Opposing proposals for sweeping civil service changes at NASA, Harnage will testify before the House Science Committee on: Wednesday, March 12, at 2 p.m., in Room 2318 of the Rayburn House Office Building.
“Instead of careful consideration of whether NASA’s mission could be most effectively and economically carried out by hiring in-house employees, it has engaged in wholesale privatization—not competitive sourcing—and made reliance on contractors the rule,” Harnage will point out. “Indeed, NASA has met its entire privatization quota without ever having held a single competition. The fact is that too much contracting out and privatization caused NASA’s workforce deficits, and only a reversal of contracting out and privatization will solve them.”

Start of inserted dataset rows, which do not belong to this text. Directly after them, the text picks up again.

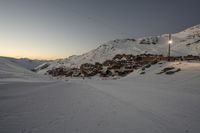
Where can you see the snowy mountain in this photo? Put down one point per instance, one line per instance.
(148, 103)
(11, 68)
(25, 62)
(186, 42)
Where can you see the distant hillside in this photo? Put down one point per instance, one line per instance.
(186, 42)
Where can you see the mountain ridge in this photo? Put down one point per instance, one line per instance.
(186, 42)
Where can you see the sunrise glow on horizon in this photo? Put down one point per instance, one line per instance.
(59, 29)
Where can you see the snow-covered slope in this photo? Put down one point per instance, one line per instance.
(184, 43)
(11, 68)
(148, 103)
(25, 62)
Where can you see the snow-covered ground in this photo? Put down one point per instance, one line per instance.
(184, 43)
(148, 103)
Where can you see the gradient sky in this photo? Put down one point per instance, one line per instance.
(49, 29)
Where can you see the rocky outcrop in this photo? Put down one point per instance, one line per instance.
(120, 65)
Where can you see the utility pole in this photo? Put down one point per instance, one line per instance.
(169, 48)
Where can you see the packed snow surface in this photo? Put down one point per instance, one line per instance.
(148, 103)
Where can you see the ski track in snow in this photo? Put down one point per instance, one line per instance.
(96, 106)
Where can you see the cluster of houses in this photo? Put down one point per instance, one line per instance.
(120, 65)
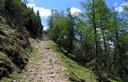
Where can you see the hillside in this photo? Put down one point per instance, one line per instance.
(17, 24)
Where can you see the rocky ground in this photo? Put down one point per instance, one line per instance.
(44, 67)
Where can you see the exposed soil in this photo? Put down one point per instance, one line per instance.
(45, 67)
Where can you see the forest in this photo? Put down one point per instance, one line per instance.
(96, 38)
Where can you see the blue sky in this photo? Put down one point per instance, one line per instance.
(44, 6)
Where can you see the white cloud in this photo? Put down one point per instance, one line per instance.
(120, 8)
(115, 4)
(75, 11)
(44, 12)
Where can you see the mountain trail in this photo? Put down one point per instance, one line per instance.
(44, 67)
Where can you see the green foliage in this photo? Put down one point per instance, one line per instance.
(96, 38)
(17, 23)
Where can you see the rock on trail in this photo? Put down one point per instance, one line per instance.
(46, 67)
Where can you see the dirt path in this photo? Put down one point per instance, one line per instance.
(45, 67)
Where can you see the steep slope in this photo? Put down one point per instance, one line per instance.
(13, 48)
(44, 66)
(17, 24)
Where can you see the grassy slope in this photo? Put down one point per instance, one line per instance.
(77, 72)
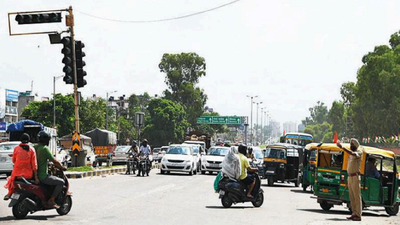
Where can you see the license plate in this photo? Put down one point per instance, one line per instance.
(15, 196)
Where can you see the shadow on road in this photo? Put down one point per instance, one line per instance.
(342, 212)
(301, 191)
(29, 217)
(233, 207)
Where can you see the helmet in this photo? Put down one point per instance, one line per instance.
(25, 138)
(44, 137)
(242, 149)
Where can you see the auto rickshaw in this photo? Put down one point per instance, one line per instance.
(309, 166)
(330, 186)
(283, 162)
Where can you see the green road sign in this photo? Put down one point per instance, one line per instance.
(219, 120)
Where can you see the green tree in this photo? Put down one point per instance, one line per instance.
(165, 123)
(43, 112)
(182, 74)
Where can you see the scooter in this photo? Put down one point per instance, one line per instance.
(131, 163)
(30, 197)
(233, 191)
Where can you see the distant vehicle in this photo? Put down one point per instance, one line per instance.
(212, 162)
(179, 158)
(121, 154)
(301, 139)
(157, 154)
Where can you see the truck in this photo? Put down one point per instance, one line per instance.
(104, 144)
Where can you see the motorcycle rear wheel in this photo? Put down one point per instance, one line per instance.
(20, 210)
(65, 207)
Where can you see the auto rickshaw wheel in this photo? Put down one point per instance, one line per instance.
(325, 205)
(392, 211)
(270, 181)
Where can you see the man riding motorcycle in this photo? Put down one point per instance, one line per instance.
(244, 177)
(44, 156)
(145, 150)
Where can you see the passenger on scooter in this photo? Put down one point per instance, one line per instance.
(145, 149)
(244, 177)
(135, 151)
(43, 157)
(25, 165)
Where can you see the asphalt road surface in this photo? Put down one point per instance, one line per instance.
(182, 199)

Harnage will point out that the draft proposals do not provide a separate, supplemental funding mechanism for bonuses or ‘super salaries’ which means these incentives would likely be financed from existing salary accounts. “The agency would only be able to use these broadened authorities if it paid for them through the elimination of jobs or the denial of other salary adjustments for those not selected for a bonus—not a good long-term strategy for rebuilding in-house capabilities,” Harnage will add.
Stressing the union’s vehement opposition to removing limits on demonstration projects, Harnage will state that such authority would be highly destructive of civil service standards and destroys the concept of demonstration projects as an experiment or pilot plan. “I fear the removal of limits on the number of people covered by a NASA demo may be an easy way to establish a new personnel system that would not otherwise pass muster if it were proposed as a legislative change to title 5.”

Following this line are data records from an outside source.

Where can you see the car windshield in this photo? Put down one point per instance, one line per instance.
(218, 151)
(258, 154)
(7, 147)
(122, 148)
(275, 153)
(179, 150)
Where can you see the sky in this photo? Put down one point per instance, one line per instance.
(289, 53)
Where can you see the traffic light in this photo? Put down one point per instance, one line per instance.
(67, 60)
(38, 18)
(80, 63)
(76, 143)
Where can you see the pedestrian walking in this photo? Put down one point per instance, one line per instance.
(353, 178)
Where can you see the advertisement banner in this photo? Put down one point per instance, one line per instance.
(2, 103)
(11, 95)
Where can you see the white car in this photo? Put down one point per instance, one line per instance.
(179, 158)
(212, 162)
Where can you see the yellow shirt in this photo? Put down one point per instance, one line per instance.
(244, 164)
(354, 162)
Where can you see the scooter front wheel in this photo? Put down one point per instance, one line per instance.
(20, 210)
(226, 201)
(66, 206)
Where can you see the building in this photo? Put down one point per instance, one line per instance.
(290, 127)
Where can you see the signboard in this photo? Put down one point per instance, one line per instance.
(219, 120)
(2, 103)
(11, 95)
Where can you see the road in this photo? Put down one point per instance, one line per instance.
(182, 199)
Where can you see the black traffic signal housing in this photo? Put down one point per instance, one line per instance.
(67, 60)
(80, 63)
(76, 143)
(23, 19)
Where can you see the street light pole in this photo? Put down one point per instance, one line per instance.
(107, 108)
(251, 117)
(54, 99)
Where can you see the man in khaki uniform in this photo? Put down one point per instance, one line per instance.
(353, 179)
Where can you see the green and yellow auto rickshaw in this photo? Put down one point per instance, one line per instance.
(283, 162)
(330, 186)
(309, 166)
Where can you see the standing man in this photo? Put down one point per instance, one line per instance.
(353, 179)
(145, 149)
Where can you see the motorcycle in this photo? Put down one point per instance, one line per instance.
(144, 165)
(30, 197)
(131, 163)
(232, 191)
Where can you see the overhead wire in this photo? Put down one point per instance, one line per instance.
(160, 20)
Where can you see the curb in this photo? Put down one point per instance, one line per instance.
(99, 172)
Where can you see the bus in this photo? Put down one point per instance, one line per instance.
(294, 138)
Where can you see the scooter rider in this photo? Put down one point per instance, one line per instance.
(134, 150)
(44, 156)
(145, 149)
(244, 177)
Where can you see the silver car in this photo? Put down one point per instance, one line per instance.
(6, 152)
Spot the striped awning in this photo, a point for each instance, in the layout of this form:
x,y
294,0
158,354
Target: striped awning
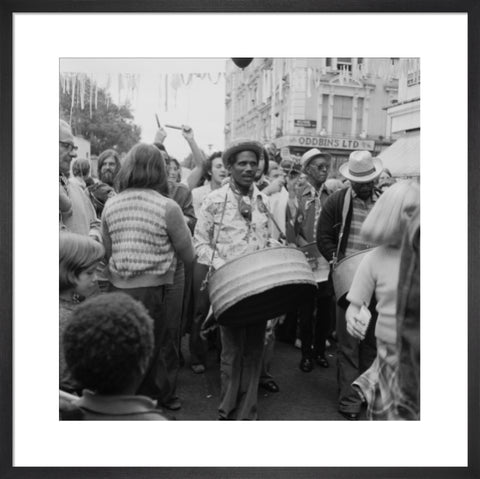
x,y
402,158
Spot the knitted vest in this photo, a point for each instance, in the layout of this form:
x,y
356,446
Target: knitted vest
x,y
142,253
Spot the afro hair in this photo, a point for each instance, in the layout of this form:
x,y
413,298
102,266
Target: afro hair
x,y
108,342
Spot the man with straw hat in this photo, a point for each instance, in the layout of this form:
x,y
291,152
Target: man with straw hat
x,y
338,237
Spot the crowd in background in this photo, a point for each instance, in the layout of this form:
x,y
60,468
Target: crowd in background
x,y
139,243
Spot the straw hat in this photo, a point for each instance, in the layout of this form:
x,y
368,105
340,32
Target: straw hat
x,y
361,167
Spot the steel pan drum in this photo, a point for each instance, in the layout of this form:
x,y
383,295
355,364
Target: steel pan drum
x,y
260,286
344,271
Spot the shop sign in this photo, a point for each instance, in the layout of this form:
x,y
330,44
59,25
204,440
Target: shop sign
x,y
326,142
305,124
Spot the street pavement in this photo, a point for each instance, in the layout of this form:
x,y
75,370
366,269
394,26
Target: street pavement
x,y
302,396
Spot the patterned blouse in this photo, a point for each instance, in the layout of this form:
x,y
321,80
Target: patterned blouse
x,y
239,234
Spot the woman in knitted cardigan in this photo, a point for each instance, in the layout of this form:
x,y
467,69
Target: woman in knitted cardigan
x,y
144,232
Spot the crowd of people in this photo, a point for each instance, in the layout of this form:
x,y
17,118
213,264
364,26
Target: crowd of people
x,y
140,243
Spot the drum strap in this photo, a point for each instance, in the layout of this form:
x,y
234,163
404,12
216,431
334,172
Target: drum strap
x,y
346,207
214,247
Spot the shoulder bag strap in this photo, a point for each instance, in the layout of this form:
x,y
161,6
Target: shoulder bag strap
x,y
346,207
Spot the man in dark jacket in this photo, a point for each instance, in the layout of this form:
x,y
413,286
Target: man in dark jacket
x,y
314,317
338,236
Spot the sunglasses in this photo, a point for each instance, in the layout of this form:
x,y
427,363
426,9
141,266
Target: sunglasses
x,y
69,146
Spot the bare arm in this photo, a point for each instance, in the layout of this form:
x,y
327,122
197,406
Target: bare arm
x,y
198,158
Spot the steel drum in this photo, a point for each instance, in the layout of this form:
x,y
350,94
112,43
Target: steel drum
x,y
344,271
260,286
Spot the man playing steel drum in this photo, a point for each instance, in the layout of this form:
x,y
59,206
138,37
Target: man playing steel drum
x,y
338,236
232,222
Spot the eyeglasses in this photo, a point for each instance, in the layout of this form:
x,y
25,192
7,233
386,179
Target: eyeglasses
x,y
245,210
322,166
69,146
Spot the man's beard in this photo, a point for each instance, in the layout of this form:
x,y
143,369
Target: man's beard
x,y
107,177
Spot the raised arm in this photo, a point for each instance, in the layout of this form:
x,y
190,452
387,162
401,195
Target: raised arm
x,y
198,158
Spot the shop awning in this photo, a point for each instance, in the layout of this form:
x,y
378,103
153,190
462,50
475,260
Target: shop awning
x,y
402,158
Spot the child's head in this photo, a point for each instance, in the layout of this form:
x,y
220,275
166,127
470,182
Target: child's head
x,y
386,222
108,343
79,257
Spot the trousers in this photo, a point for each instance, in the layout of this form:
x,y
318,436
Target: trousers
x,y
174,305
201,304
314,322
240,364
353,358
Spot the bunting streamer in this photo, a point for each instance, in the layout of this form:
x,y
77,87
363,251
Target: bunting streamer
x,y
166,92
90,98
74,79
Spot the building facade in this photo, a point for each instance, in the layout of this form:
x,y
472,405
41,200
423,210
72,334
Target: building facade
x,y
335,104
402,158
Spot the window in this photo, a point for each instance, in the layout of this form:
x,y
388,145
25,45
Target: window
x,y
413,78
344,64
342,115
325,111
359,115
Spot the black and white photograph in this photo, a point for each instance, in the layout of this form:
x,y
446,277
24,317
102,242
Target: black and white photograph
x,y
241,197
239,239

Harnage will urge NASA and other executive branch agencies to stop looking for short-term fixes. “Taxpayers’ interests are best served by knowing that federal employees—sworn to uphold the public good and work in the public interest—perform government work,” he will state. “In order to get rid of a worker without notice or any due process, the agency seems willing to be staffed by a group of contingent workers to whom absolutely no loyalty, commitment, training or career development is offered.”
“This is just another example of an agency failing or unwilling to acknowledge that incompetent or poor management training is the real problem—leaving supervisors unable to cope with personnel issues,” Harnage will conclude. “These new ‘flexibilities’ will not address the problem because the checks and balances of due process will be missing, leading to yet more abuse.”